Don’t Worry ‘Bout The Bear: Kansas City, Here I Come
Extracts from Don’t Worry ‘Bout The Bear by Jim & Ron Simpson which reflect on a lifetime of working in what we laughably call the music business.
Today we journey west to Kansas City, home of Claude Williams
So by the time I reached KC I was ready for bed, happy to leave the exploration of the joys of Kansas City until the next day, but that was reckoning without Claude [Williams, jazz violinist and ex-Basie guitarist]. I still believe that, if he had stood for Mayor of Kansas City, it would have been a shoo-in. Nobody could have been more loved in that city than he was. From the moment he met me at Arrivals and briskly marched me to his parked car, the ‘Hi, Claudes’ just didn’t stop. Check-in girls, porters, cleaners, baggage handlers and cab drivers, it seemed that everyone knew and loved him – and Claude never failed to acknowledge them.
His wife Maybelle was ready for us and armed with a mountain of food. Claude put my week’s worth of clothes into the washing machine and so hot was Kansas City that they were ready to wear by the time we finished eating. I was so tired that I couldn’t help nodding off a few times during the meal and then Claude started telling me we had to go out that night to meet the band before the next day’s recording session. I told Claude that there was no way I could do anything but go to bed, but he dug in his heels and told me straight that, if I didn’t meet the guys, he could not guarantee any of them would be there for the recording. So I agreed, but, as soon as we got into his car, he told me, ‘I’m really sorry about that, man, I didn’t want to do it, but you’re the only excuse I have to meet my girlfriend.’
We drove across town, then he left me in the car to sleep while he made his visit. By the time Claude returned, maybe two or three hours later, I had recovered enough to be keen to meet the group at their resident gig at the Papillon, an extremely cool night club where Claude was treated like royalty – so no surprise there! Naturally Claude had brought his fiddle and, as expected, the session didn’t finish until very late by which time I was so elated by the wonderful playing that I found it difficult to sleep.
That Kansas City is a pretty special place is evidenced by the fact that so many fine musicians choose to live there in relative obscurity, playing the small clubs for a fraction of what they could pull down in Los Angeles, Chicago or New York. Take Claude’s band. KC-born pianist Frank Smith had worked with Miles Davis, Coleman Hawkins, Johnny Hodges and Anita O’Day. Bassist Gerry Leonard had enjoyed pop music success with rock act Union Gap, but had made Kansas City his home. Richard Ross was from Leavenworth, Kansas, had turned professional as a singer in 1948 and worked as a drummer with Clark Terry, Ray Brown and Ben Webster.

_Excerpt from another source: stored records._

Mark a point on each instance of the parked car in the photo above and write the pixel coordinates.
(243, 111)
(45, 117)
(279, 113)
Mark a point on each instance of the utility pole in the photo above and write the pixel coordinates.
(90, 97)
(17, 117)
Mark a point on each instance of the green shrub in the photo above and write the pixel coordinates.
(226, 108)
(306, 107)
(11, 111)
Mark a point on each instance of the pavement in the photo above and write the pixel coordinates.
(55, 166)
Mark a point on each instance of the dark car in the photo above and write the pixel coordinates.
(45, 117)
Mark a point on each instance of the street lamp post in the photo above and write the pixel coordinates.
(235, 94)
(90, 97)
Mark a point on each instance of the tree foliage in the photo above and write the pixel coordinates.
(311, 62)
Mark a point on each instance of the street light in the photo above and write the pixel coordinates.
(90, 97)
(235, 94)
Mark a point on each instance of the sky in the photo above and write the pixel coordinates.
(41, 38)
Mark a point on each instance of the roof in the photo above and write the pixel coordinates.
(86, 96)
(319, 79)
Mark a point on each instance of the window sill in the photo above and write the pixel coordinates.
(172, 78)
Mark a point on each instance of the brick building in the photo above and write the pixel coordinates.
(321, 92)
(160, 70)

We didn’t want to rush the recording. I suppose I could have finished it in a couple of days, but we all wanted it to be perfect and restricted recording and mixing to around five hours a day over a week. It was an extraordinarily happy series of sessions. I managed to bully Richard into giving up memorable vocals, particularly on Teach Me Tonight, but only after some concessions on both sides. All his career, on gigs, Richard had delivered his vocals from behind the drum kit while playing. Over the years this had become second nature to him and he found he couldn’t sing comfortably and with feeling while not playing drums. On the other hand I wanted to ensure that we got a clean vocal track, without picking up any sounds from the drumkit, so, as is normal, I wanted to record the instrumental track without his singing, then overdub the vocal track separately. This proved impossible for Richard, so we rigged up a series of sound shields between Richard’s mouth and his drumkit, only 12 inches away. After several attempts, we somehow got away with it, but I still wince when I listen to the album, imagining what might have been, had it not gone so smoothly.

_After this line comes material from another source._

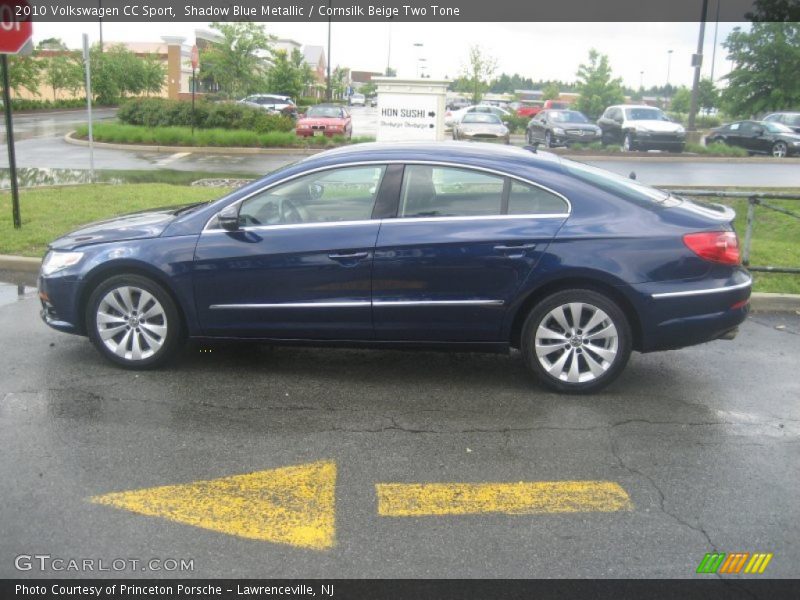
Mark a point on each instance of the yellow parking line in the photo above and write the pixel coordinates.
(291, 505)
(425, 499)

After much persuasion and an eerie coincidence I got Claude’s only recorded vocal. It was while driving to the studio on the second day of recording that I told Claude I had had a dream of him singing.
‘What song was that?’, he asked and suddenly went very quiet when I told him One Hundred Years From Today. Clearly surprised, maybe even spooked a little, he told me this was the only song he had ever sung in public; it had been his feature with the Alphonso Trent Band. Thereafter Claude folded and agreed to everything, even the multi-tracking of that song with Claude singing and playing violin and two guitar parts, as well as bass. He was unfamiliar with the process, but allowed himself to be led and thereafter introduced me to everyone as ‘The Magician’ – which was not really warranted.